How does this relate to the elementary computation [...]

In this case you assumed that $X \sim \mathcal N[0,1]$. In particular $X$ is a continuous variable. In measure theory we say that the distribution of $X$ is absolutely continuous w.r.t. to Lebesgue measure. The Radon-Nikodym theorem then guarentees the existence of an $f_X$ with the property you have stated, so that we can apply the change of variable formula to make the computation of the expectation easier. Without the change of variable formula, we would have to compute the expectation with the definitions of expectations for indicator functions then simple functions then (?simple integrable then $L_1$ then?) nonnegative functions and then measurable functions.. But, again, this is a particular example, where $X$ is continuous. The measure-theoretic definition of expectation is much more general.

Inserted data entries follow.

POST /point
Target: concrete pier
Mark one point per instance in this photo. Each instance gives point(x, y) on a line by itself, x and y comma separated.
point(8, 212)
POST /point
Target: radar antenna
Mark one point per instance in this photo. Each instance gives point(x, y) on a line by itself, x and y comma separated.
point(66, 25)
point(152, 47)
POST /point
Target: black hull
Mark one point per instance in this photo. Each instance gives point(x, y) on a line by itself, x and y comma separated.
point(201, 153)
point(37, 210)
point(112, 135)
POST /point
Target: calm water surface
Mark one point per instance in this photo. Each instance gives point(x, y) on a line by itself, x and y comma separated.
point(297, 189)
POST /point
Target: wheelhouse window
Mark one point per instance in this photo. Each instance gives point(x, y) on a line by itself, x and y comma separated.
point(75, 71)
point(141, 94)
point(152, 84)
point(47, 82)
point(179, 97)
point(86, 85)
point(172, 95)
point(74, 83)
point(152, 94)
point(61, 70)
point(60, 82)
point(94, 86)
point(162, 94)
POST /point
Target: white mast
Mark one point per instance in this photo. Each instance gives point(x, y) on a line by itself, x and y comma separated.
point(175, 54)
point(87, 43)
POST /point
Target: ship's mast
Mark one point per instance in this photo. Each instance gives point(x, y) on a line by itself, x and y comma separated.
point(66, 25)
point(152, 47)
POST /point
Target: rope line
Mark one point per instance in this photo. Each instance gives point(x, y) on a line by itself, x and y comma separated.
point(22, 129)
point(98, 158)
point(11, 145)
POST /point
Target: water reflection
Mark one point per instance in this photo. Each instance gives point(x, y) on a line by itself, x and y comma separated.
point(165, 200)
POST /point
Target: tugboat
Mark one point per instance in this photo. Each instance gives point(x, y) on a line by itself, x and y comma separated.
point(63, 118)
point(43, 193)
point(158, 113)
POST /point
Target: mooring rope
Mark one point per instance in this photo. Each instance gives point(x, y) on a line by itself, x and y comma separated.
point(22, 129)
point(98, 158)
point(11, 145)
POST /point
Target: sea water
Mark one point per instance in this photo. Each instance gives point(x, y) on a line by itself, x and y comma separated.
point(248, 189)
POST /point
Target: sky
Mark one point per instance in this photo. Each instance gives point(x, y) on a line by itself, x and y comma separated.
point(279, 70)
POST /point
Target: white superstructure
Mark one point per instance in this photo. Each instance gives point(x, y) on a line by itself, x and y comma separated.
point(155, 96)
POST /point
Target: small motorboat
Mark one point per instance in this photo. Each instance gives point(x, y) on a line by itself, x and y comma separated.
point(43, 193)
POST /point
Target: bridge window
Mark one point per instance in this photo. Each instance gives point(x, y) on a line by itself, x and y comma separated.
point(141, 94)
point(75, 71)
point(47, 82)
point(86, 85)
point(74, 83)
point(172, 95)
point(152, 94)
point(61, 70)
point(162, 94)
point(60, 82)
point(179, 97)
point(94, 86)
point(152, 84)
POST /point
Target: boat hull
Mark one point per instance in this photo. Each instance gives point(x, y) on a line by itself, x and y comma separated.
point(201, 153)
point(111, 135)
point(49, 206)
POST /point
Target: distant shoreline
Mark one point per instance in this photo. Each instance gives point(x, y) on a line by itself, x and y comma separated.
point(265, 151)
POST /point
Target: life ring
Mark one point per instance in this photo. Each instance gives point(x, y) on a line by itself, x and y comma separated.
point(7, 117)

What is the meaning of $P(dω)$?

It doesn't mean anything. It is a notational crutch, like writing $\lim\limits_{n\to \infty} a_n$ instead of $\lim a$. It becomes useful, if you have multiple nested integrals / integrate w.r.t. to product measures.

Answer 2

The probability space is abstract (We know, or suppose it exists but we don't care how it looks). By Radom-Nikodym Theorem, if a measure $\nu$ is absolutely continuous with respect to other $\mu$, this is $\forall A\in\mathcal{F},\mu(A)=0\implies\nu(A)=0$, if both are $\sigma$-finite, there is a measurable function $f$ such that $$\forall A\in\mathcal{F},\nu(A)=\int_Af\mathrm{d}\mu $$ Besides you prove that in this case for all measurable function $g$ we have that $$\int g\mathrm{d}\nu=\int fg\mathrm{d}\mu$$ in this case $\nu(\dot{})=\int_{\dot{}}f_X\mathrm{d}x,\mu=\mathrm{d}x=$lebesgue measure, obviously $f=f_X$ and $g$ is the random variable $X$. $P(dw)$ is just notation.

Answer 3

You can use the following derivations:

$\int X dP = \int t dPX^{-1}(dt) = \int t dF = \int t f_{X} dx$ where F is the distribution function for $X$ and $PX^{-1}$ is the pull back measure given by $PX^{-1}(B)=P(X^{-1}(B))$.